You are viewing a plain text version of this content. The canonical link for it is here.
Posted to user@beam.apache.org by Marcin Kuthan <ma...@gmail.com> on 2022/05/05 06:39:02 UTC

Dataflow runner v1 vs. v2 for Java pipelines

Hi

I experimented a bit with Dataflow Runner v2 and I do not see a strong
advantage for pure Java pipelines. I would like to hear the voices from
more experienced Dataflow Runner v2 users:

* Do you run your production Java pipelines using Dataflow Runner V2?
* Streaming or batch?
* Custom containers or default ones?
* Have you observed any regression after migration from Dataflow Runner V1?

Finally, the WordCount example (Beam 2.38) does not work if only the
following parameter is set "--dataflowServiceOptions=use_runner_v2".

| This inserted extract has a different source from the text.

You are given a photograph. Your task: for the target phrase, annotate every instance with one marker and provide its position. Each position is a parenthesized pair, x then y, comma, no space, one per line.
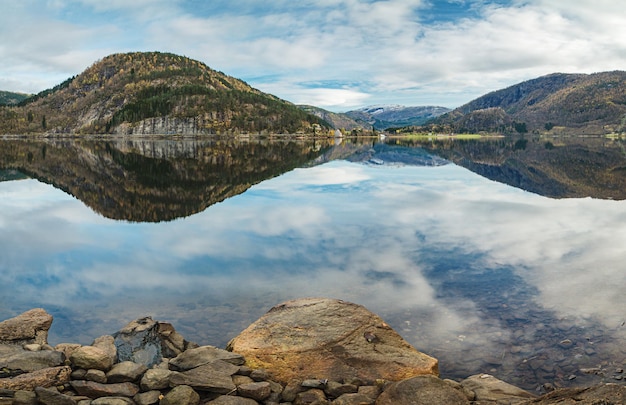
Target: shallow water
(483,276)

java.lang.RuntimeException: Failed to create a workflow job: Dataflow
Runner v2 requires a valid FnApi job, Please resubmit your job with a valid
configuration. Note that if using Templates, you may need to regenerate
your template with the '--use_runner_v2'.
    at org.apache.beam.runners.dataflow.DataflowRunner.run
(DataflowRunner.java:1330)
    at org.apache.beam.runners.dataflow.DataflowRunner.run
(DataflowRunner.java:196)
    at org.apache.beam.sdk.Pipeline.run (Pipeline.java:323)
    at org.apache.beam.sdk.Pipeline.run (Pipeline.java:309)
    at org.apache.beam.examples.WordCount.runWordCount (WordCount.java:196)
    at org.apache.beam.examples.WordCount.main (WordCount.java:203)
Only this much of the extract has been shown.